In my Anglo-Catholic tradition, today, November 28th, is the beginning of a season particularly dear to me–Advent. From today until December 25th, I work to quiet myself as I wait for the birth of Jesus of Nazareth, whom I believe was a special human who advocated for a new kind of world–one based in love and hospitality and forgiveness, one where all were seen as equally important to God, where whatever status symbols existed then, like skin color and zip codes today, did not shut one off from the promises spelled out so carefully by great Jewish prophets like Jeremiah and Isaiah. At services on each of the four Sundays in Advent, I sing the same processional hymn, “Take Comfort, My People,” all about trusting that the tired old world can and will turn to the new light coming into a world too focused on dark forces that divide and conquer through force. At my present church, a huge and stunning basilica in Minneapolis, a giant wreath has been magically suspended from the ceiling at the very center of the church. This wreath has four large lanterns in which a single candle is positioned. Someone lights one of these each week, again magically as far as I can determine, and we begin the service by facing the center and affirming the coming light with its new message about how to live.

We are encouraged to resist the capitalistic appropriation of Christmas as we spend extra time just sitting quietly and thinking about what it might mean if more of us practiced the principles set down over and over by the carpenter from Nazareth, who kept saying he was the “prince of peace,” not a king wishing to control people for personal gains. I do this by reading the Psalms, written by one of the great poets of the western world. And I keep a little notebook handy so I can make notes of phrases or ideas in the individual psalms that appeal to or challenge me. This year, I have a new little notebook given to me by a special friend, so I feel especially grateful as I make my first marks on its pages. This practice, known as lecto divino goes back to the middle ages when monks kept similar jottings as they did their daily meditational readings. All this is to slow me down. And, as the world around me begins to focus on its notions of “Christmas” before we’ve engaged in “trick or treat,” I value what I know about the import of Advent more than ever.
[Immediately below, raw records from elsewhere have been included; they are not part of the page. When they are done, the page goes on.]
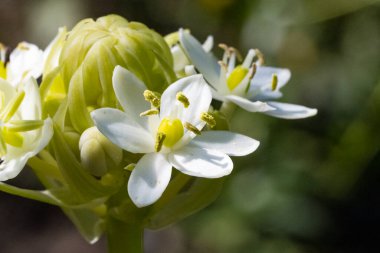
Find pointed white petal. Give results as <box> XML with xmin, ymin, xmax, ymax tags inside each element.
<box><xmin>248</xmin><ymin>66</ymin><xmax>291</xmax><ymax>97</ymax></box>
<box><xmin>0</xmin><ymin>156</ymin><xmax>29</xmax><ymax>181</ymax></box>
<box><xmin>179</xmin><ymin>30</ymin><xmax>220</xmax><ymax>87</ymax></box>
<box><xmin>112</xmin><ymin>66</ymin><xmax>150</xmax><ymax>129</ymax></box>
<box><xmin>160</xmin><ymin>75</ymin><xmax>212</xmax><ymax>125</ymax></box>
<box><xmin>225</xmin><ymin>95</ymin><xmax>273</xmax><ymax>112</ymax></box>
<box><xmin>128</xmin><ymin>153</ymin><xmax>172</xmax><ymax>207</ymax></box>
<box><xmin>264</xmin><ymin>102</ymin><xmax>317</xmax><ymax>119</ymax></box>
<box><xmin>189</xmin><ymin>131</ymin><xmax>260</xmax><ymax>156</ymax></box>
<box><xmin>168</xmin><ymin>147</ymin><xmax>233</xmax><ymax>178</ymax></box>
<box><xmin>7</xmin><ymin>42</ymin><xmax>44</xmax><ymax>86</ymax></box>
<box><xmin>19</xmin><ymin>77</ymin><xmax>42</xmax><ymax>120</ymax></box>
<box><xmin>91</xmin><ymin>108</ymin><xmax>155</xmax><ymax>153</ymax></box>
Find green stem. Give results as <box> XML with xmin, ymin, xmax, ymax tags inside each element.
<box><xmin>219</xmin><ymin>102</ymin><xmax>236</xmax><ymax>119</ymax></box>
<box><xmin>107</xmin><ymin>216</ymin><xmax>144</xmax><ymax>253</ymax></box>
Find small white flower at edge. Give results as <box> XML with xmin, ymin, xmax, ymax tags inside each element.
<box><xmin>179</xmin><ymin>30</ymin><xmax>317</xmax><ymax>119</ymax></box>
<box><xmin>91</xmin><ymin>66</ymin><xmax>259</xmax><ymax>207</ymax></box>
<box><xmin>0</xmin><ymin>42</ymin><xmax>44</xmax><ymax>87</ymax></box>
<box><xmin>0</xmin><ymin>78</ymin><xmax>53</xmax><ymax>181</ymax></box>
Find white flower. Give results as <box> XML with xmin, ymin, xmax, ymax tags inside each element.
<box><xmin>180</xmin><ymin>30</ymin><xmax>317</xmax><ymax>119</ymax></box>
<box><xmin>165</xmin><ymin>31</ymin><xmax>214</xmax><ymax>76</ymax></box>
<box><xmin>0</xmin><ymin>42</ymin><xmax>43</xmax><ymax>87</ymax></box>
<box><xmin>0</xmin><ymin>78</ymin><xmax>53</xmax><ymax>181</ymax></box>
<box><xmin>91</xmin><ymin>66</ymin><xmax>259</xmax><ymax>207</ymax></box>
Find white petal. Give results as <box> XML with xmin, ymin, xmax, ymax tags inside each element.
<box><xmin>225</xmin><ymin>95</ymin><xmax>273</xmax><ymax>112</ymax></box>
<box><xmin>0</xmin><ymin>156</ymin><xmax>29</xmax><ymax>181</ymax></box>
<box><xmin>264</xmin><ymin>102</ymin><xmax>317</xmax><ymax>119</ymax></box>
<box><xmin>19</xmin><ymin>77</ymin><xmax>42</xmax><ymax>120</ymax></box>
<box><xmin>91</xmin><ymin>108</ymin><xmax>155</xmax><ymax>153</ymax></box>
<box><xmin>179</xmin><ymin>30</ymin><xmax>220</xmax><ymax>87</ymax></box>
<box><xmin>189</xmin><ymin>131</ymin><xmax>260</xmax><ymax>156</ymax></box>
<box><xmin>7</xmin><ymin>42</ymin><xmax>44</xmax><ymax>86</ymax></box>
<box><xmin>112</xmin><ymin>66</ymin><xmax>150</xmax><ymax>129</ymax></box>
<box><xmin>160</xmin><ymin>75</ymin><xmax>212</xmax><ymax>125</ymax></box>
<box><xmin>248</xmin><ymin>66</ymin><xmax>291</xmax><ymax>96</ymax></box>
<box><xmin>168</xmin><ymin>147</ymin><xmax>233</xmax><ymax>178</ymax></box>
<box><xmin>128</xmin><ymin>153</ymin><xmax>172</xmax><ymax>207</ymax></box>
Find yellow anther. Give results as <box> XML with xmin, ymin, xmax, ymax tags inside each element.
<box><xmin>228</xmin><ymin>47</ymin><xmax>243</xmax><ymax>61</ymax></box>
<box><xmin>201</xmin><ymin>112</ymin><xmax>216</xmax><ymax>128</ymax></box>
<box><xmin>158</xmin><ymin>118</ymin><xmax>183</xmax><ymax>148</ymax></box>
<box><xmin>185</xmin><ymin>122</ymin><xmax>201</xmax><ymax>135</ymax></box>
<box><xmin>140</xmin><ymin>109</ymin><xmax>159</xmax><ymax>117</ymax></box>
<box><xmin>176</xmin><ymin>91</ymin><xmax>190</xmax><ymax>108</ymax></box>
<box><xmin>227</xmin><ymin>65</ymin><xmax>248</xmax><ymax>91</ymax></box>
<box><xmin>255</xmin><ymin>49</ymin><xmax>264</xmax><ymax>65</ymax></box>
<box><xmin>124</xmin><ymin>163</ymin><xmax>136</xmax><ymax>171</ymax></box>
<box><xmin>144</xmin><ymin>90</ymin><xmax>160</xmax><ymax>108</ymax></box>
<box><xmin>272</xmin><ymin>74</ymin><xmax>278</xmax><ymax>91</ymax></box>
<box><xmin>17</xmin><ymin>42</ymin><xmax>29</xmax><ymax>50</ymax></box>
<box><xmin>154</xmin><ymin>132</ymin><xmax>166</xmax><ymax>152</ymax></box>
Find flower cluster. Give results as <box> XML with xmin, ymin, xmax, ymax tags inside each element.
<box><xmin>0</xmin><ymin>15</ymin><xmax>317</xmax><ymax>244</ymax></box>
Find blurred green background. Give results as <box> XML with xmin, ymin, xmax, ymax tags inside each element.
<box><xmin>0</xmin><ymin>0</ymin><xmax>380</xmax><ymax>253</ymax></box>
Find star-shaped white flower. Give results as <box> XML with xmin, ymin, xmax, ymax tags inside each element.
<box><xmin>179</xmin><ymin>30</ymin><xmax>317</xmax><ymax>119</ymax></box>
<box><xmin>0</xmin><ymin>42</ymin><xmax>44</xmax><ymax>87</ymax></box>
<box><xmin>91</xmin><ymin>66</ymin><xmax>259</xmax><ymax>207</ymax></box>
<box><xmin>0</xmin><ymin>78</ymin><xmax>53</xmax><ymax>181</ymax></box>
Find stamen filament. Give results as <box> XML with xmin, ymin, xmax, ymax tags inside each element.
<box><xmin>6</xmin><ymin>120</ymin><xmax>44</xmax><ymax>132</ymax></box>
<box><xmin>154</xmin><ymin>132</ymin><xmax>166</xmax><ymax>152</ymax></box>
<box><xmin>176</xmin><ymin>91</ymin><xmax>190</xmax><ymax>108</ymax></box>
<box><xmin>272</xmin><ymin>74</ymin><xmax>278</xmax><ymax>91</ymax></box>
<box><xmin>185</xmin><ymin>122</ymin><xmax>201</xmax><ymax>135</ymax></box>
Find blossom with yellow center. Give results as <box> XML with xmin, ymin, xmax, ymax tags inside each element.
<box><xmin>91</xmin><ymin>66</ymin><xmax>259</xmax><ymax>207</ymax></box>
<box><xmin>179</xmin><ymin>30</ymin><xmax>317</xmax><ymax>119</ymax></box>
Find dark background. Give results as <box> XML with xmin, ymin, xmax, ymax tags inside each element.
<box><xmin>0</xmin><ymin>0</ymin><xmax>380</xmax><ymax>253</ymax></box>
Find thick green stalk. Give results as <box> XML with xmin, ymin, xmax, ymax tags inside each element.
<box><xmin>107</xmin><ymin>216</ymin><xmax>144</xmax><ymax>253</ymax></box>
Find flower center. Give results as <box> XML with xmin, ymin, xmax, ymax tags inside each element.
<box><xmin>158</xmin><ymin>118</ymin><xmax>183</xmax><ymax>148</ymax></box>
<box><xmin>227</xmin><ymin>65</ymin><xmax>249</xmax><ymax>91</ymax></box>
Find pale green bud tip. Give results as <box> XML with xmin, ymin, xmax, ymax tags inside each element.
<box><xmin>201</xmin><ymin>112</ymin><xmax>216</xmax><ymax>128</ymax></box>
<box><xmin>143</xmin><ymin>90</ymin><xmax>161</xmax><ymax>108</ymax></box>
<box><xmin>79</xmin><ymin>127</ymin><xmax>123</xmax><ymax>177</ymax></box>
<box><xmin>176</xmin><ymin>91</ymin><xmax>190</xmax><ymax>108</ymax></box>
<box><xmin>154</xmin><ymin>132</ymin><xmax>166</xmax><ymax>152</ymax></box>
<box><xmin>272</xmin><ymin>74</ymin><xmax>278</xmax><ymax>91</ymax></box>
<box><xmin>185</xmin><ymin>122</ymin><xmax>201</xmax><ymax>135</ymax></box>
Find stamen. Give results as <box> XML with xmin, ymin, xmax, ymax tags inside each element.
<box><xmin>140</xmin><ymin>109</ymin><xmax>159</xmax><ymax>117</ymax></box>
<box><xmin>124</xmin><ymin>163</ymin><xmax>136</xmax><ymax>171</ymax></box>
<box><xmin>185</xmin><ymin>122</ymin><xmax>201</xmax><ymax>135</ymax></box>
<box><xmin>17</xmin><ymin>42</ymin><xmax>29</xmax><ymax>50</ymax></box>
<box><xmin>176</xmin><ymin>91</ymin><xmax>190</xmax><ymax>108</ymax></box>
<box><xmin>228</xmin><ymin>47</ymin><xmax>243</xmax><ymax>61</ymax></box>
<box><xmin>242</xmin><ymin>49</ymin><xmax>256</xmax><ymax>68</ymax></box>
<box><xmin>144</xmin><ymin>90</ymin><xmax>160</xmax><ymax>108</ymax></box>
<box><xmin>201</xmin><ymin>112</ymin><xmax>216</xmax><ymax>128</ymax></box>
<box><xmin>154</xmin><ymin>132</ymin><xmax>166</xmax><ymax>152</ymax></box>
<box><xmin>255</xmin><ymin>49</ymin><xmax>264</xmax><ymax>66</ymax></box>
<box><xmin>218</xmin><ymin>61</ymin><xmax>228</xmax><ymax>72</ymax></box>
<box><xmin>272</xmin><ymin>74</ymin><xmax>278</xmax><ymax>91</ymax></box>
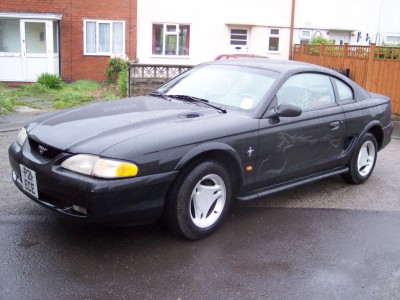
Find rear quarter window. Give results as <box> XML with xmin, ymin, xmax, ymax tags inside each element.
<box><xmin>335</xmin><ymin>79</ymin><xmax>354</xmax><ymax>101</ymax></box>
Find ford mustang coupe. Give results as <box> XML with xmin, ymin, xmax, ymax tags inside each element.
<box><xmin>9</xmin><ymin>58</ymin><xmax>393</xmax><ymax>239</ymax></box>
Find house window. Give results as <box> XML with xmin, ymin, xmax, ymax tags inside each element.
<box><xmin>385</xmin><ymin>35</ymin><xmax>400</xmax><ymax>45</ymax></box>
<box><xmin>300</xmin><ymin>30</ymin><xmax>311</xmax><ymax>44</ymax></box>
<box><xmin>231</xmin><ymin>29</ymin><xmax>247</xmax><ymax>46</ymax></box>
<box><xmin>0</xmin><ymin>19</ymin><xmax>21</xmax><ymax>53</ymax></box>
<box><xmin>268</xmin><ymin>29</ymin><xmax>279</xmax><ymax>51</ymax></box>
<box><xmin>84</xmin><ymin>20</ymin><xmax>125</xmax><ymax>55</ymax></box>
<box><xmin>152</xmin><ymin>24</ymin><xmax>190</xmax><ymax>56</ymax></box>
And this year, the same day my faith world lights our first of four candles, my Jewish friends will light their first Chanakah candles tonight, so the crucial connection between these two sets of beliefs is even tighter than usual. I will soon put up my own creche, which is mostly animals/birds/sea creatures given to me by friends over decades. I have a little building at the back of which are tiny figures of Mary, Joseph, and the baby, but my creche celebrates how this unusual birth catches the spirits of non-human beings who delight in such a tiny figure’s having such an impact on the imaginations and lives of so many since he first cried and suckled his mother’s breast.